Ich sagte ihr, dass ich viele Male versucht hätte, Louis Charles zu besuchen,
aber immer abgewiesen worden sei. Ich hätte aber nie aufgegeben und schließlich
eine Möglichkeit gefunden, auch wenn es lange gedauert habe. All dies sagte ich
ihr, so wie man es mir aufgetragen hatte.
    Sie rief nach Louis Charles. Er erkannte mich auf der
Stelle, lief auf mich zu, küsste mich und klammerte sich an meinen Hals. Ich
drückte ihn fest an mich, hob ihn hoch und wirbelte ihn herum. Die Königin
lachte. Dass er glücklich war, machte auch sie froh. Von dem Moment an
verbrachten wir jeden Tag zusammen. Ich erledigte meine Pflichten – half Louis
Charles beim Aufstehen und Ankleiden, bediente ihn beim Essen und hielt Ordnung
in seinen Gemächern. Aber hauptsächlich sang ich Lieder für ihn, erzählte ihm
Geschichten und spielte mit ihm, wie ich es in Versailles getan hatte. Er war
einsam und deshalb sehr glücklich über meine Gesellschaft.
    Ich liebe dich, Alex, gestand er mir, als wir mit den
Zinnsoldaten spielten. Du darfst mich nie mehr verlassen.
    Ich liebe dich auch, Louis Charles, antwortete ich. Ich
werde dich nie mehr verlassen. Das verspreche ich.
    Dieses Versprechen habe ich gehalten. Denn ich liebte
ihn. Fast zwei Jahre lang verbrachte ich fast jede Stunde mit ihm. Bis er mir
weggenommen wurde. Aber ich habe ihn nie verlassen. Und werde es nie tun.
    Der Herzog von Orléans hatte mir diese Stelle gekauft.

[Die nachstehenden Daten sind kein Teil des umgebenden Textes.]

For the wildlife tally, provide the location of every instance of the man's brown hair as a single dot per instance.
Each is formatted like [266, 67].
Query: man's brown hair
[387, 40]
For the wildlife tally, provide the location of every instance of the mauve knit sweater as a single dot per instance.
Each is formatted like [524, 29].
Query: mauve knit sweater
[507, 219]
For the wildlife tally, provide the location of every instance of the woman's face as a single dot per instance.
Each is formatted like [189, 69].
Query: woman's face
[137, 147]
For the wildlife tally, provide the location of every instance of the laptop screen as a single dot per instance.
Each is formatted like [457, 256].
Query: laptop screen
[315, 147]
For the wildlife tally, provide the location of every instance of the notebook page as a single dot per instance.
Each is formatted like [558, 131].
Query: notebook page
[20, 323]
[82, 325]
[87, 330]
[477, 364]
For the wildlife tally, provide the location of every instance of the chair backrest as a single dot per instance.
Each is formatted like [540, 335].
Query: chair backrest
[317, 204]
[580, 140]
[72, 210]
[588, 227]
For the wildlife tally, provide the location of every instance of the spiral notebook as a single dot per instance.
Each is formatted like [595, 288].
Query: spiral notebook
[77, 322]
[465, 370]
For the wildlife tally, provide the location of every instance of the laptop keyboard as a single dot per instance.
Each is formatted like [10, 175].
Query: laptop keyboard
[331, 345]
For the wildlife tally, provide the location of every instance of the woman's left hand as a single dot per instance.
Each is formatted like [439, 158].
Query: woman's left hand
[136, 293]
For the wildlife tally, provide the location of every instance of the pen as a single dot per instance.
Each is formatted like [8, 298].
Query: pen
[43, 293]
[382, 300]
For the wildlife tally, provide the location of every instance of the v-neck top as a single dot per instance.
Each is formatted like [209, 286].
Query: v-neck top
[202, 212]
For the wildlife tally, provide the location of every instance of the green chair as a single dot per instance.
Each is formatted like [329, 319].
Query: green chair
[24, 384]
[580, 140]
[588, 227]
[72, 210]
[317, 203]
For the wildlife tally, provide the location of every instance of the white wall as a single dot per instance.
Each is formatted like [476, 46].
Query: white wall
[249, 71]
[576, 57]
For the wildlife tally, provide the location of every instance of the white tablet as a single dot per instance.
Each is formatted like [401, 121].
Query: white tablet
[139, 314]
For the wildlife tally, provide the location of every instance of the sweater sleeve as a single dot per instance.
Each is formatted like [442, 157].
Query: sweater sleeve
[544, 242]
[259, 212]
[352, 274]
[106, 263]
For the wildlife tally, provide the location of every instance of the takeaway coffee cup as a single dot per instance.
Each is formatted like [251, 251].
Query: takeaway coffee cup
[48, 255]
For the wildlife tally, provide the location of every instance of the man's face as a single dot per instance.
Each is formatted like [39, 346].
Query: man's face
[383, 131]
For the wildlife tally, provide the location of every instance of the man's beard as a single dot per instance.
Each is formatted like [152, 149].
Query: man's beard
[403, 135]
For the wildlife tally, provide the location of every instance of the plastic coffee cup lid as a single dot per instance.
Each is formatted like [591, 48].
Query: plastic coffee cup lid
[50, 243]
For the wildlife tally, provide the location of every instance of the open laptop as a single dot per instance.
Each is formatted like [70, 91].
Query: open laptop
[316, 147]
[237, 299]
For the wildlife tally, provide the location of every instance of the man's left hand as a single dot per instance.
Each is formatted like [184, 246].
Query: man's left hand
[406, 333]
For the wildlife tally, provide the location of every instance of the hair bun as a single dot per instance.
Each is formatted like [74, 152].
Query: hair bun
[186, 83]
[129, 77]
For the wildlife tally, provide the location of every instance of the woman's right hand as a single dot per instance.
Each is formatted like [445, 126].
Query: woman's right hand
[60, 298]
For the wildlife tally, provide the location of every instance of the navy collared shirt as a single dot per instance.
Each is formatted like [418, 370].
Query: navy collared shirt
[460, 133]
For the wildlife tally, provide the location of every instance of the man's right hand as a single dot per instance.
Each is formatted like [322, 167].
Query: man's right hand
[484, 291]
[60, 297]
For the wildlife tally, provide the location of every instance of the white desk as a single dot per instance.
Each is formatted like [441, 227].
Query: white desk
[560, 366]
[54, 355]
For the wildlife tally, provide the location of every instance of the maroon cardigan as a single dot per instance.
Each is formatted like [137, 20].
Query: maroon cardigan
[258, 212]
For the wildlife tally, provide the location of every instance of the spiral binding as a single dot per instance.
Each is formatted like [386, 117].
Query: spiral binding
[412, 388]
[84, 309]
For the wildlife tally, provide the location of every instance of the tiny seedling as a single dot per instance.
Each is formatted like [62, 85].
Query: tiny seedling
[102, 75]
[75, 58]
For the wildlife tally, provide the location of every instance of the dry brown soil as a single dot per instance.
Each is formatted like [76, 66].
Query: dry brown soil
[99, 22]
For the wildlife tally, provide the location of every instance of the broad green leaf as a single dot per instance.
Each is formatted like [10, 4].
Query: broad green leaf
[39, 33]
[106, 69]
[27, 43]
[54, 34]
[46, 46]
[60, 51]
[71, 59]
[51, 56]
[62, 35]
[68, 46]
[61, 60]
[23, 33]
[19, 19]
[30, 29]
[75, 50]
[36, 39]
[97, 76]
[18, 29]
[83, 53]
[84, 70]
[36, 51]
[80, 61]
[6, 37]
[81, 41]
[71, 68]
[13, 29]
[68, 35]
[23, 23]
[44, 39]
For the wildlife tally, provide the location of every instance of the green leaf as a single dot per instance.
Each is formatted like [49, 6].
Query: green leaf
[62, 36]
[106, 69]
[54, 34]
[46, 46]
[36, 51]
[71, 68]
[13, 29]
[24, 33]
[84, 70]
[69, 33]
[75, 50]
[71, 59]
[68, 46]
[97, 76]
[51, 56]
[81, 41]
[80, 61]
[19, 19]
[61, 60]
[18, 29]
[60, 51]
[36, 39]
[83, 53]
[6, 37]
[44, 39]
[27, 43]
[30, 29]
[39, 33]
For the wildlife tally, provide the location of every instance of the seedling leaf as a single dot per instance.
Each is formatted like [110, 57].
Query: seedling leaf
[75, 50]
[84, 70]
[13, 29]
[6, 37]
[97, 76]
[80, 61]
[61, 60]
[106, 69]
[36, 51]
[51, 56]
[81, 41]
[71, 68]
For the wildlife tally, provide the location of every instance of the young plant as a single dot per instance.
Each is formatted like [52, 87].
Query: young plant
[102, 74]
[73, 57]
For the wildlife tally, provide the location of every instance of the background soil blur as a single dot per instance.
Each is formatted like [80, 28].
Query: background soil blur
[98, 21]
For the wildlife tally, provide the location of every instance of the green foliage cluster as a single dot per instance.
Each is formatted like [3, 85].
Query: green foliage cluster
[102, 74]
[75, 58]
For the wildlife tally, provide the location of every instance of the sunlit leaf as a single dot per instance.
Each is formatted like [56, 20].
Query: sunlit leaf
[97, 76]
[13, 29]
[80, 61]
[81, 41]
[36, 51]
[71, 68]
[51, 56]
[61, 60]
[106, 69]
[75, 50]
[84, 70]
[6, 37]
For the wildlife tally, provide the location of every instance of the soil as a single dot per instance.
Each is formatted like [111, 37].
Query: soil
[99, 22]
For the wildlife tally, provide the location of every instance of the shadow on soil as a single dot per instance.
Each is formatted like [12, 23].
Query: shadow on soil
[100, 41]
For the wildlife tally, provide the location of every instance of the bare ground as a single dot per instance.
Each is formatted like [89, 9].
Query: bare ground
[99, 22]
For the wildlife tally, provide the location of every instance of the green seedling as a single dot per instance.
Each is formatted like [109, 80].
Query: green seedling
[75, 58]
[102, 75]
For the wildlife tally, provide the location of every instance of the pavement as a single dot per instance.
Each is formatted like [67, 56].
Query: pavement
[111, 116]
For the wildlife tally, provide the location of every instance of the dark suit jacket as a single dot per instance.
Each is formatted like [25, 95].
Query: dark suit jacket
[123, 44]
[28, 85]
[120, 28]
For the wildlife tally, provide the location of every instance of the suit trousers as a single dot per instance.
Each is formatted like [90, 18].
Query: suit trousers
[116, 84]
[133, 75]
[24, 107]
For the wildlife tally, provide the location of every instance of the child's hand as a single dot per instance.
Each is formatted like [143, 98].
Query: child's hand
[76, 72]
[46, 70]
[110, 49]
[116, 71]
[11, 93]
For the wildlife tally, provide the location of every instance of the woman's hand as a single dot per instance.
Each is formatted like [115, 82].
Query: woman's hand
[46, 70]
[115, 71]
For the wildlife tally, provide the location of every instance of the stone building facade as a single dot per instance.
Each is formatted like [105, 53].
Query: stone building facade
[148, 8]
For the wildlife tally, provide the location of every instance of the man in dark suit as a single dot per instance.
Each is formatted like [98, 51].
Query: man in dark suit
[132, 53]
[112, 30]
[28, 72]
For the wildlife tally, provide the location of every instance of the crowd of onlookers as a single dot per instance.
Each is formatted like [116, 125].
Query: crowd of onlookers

Er bestach den Aufseher der Tuilerien. Sagte ihm, ich sei sein illegitimer Sohn
und er wolle mir helfen, meinen Weg zu gehen in der Welt. Er versicherte dem
Mann, dass ich ein guter Republikaner und Jakobiner sei. Wie er selbst.
    Ich sollte im Palast Augen und Ohren offen halten. Ich
sollte dorthin gehen, wo er – inzwischen ein Revolutionär, der sich vom König
distanziert hatte – keinen Zutritt mehr hatte, und ihm alles erzählen, was ich
aufschnappte. Was machte der König an diesem oder jenem Tag? Wen empfing er? An
wen schrieb die Königin? Wer unterrichtete den Dauphin? Trafen Geschenke für
ihn ein? Gerüchte schwirrten durch Paris – man flüsterte von Gegenrevolution,
von ausländischen Intrigen, von Komplotten, um den König zu befreien.
    Ich sollte der Spion des Herzogs sein.